Saturday, March 2, 2019

“Patients First” Plenary
 / IASLC World Conference on Lung Cancer

/ Sept 24, 2018 Lucy Kalanithi, MD, FACP

"I am so honored and happy to be here among this community of clinicians, researchers, advocates, patients and families. While I would never have chosen the circumstances that brought me here, being part of the lung cancer community has brought such meaning into my life. And that meaning is what I want to speak about this morning. I’m a physician, but I’m here today in a different role—because in 2013, my husband, Paul Kalanithi, was diagnosed at 36 with stage IV EGFR-mutant nonsmall cell lung cancer. Paul and I had met twelve years earlier as medical students. He was smart and kind and super funny. I fell in love with Paul in part because he used to keep a gorilla suit in the trunk of his car. He’d say he kept it there, “you know, in case of emergency.”

Paul lived with lung cancer for 22 months. During that time, he finished his training as a neurosurgeon, I gave birth to our daughter Cady, and Paul wrote the manuscript for When Breath Becomes Air, a memoir about his transformation from physician to patient. In his writing, Paul reflected on his own life and on what makes human life meaningful, even in the face of death. To keep a promise to him, I shepherded the book to publication after he died, and it has since become a #1 New York Times bestseller translated into more than 40 languages. When your husband writes a book like When Breath Becomes Air, you get asked a lot of questions like: • Has doing a book tour helped you through grief? Yes, definitely. • Has this experience changed how you practice medicine? Yes and no. • How’s your daughter doing? Great! She is feisty and funny, just like her dad. But there's only one question that really scares me. Well, other than being asked, “So, who would play you in the movie?” The most difficult question I’m ever asked is point-blank is: "So, what is the meaning of life?” It’s a question, like many others, that I wish Paul were here to answer, too.

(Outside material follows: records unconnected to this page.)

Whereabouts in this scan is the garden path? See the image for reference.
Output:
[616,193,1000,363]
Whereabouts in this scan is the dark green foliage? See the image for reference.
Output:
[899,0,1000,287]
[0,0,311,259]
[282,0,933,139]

But lately, I’ve considered this question for myself—and especially for myself as a physician. Reflecting on the moment of his initial diagnosis with lung cancer, Paul wrote, “The future I had imagined, the culmination of decades of striving, evaporated.” Until that moment, I hadn’t quite realized how much of our identities are tied up in our imagined futures, in who we plan to become. When you’re faced with a lifethreatening illness, the perennial question “How long have I got left?” can also mean “Who am I still?” And the question “What’s the meaning of life?” becomes both urgent and quotidian: “What’s the meaning in my life?” For Paul, that crisis of identity was almost as great as the challenge of facing mortality. He was fighting for survival and fighting to rediscover a purpose and the meaning that would sustain him through illness. So what exactly is meaning, and how do we create it?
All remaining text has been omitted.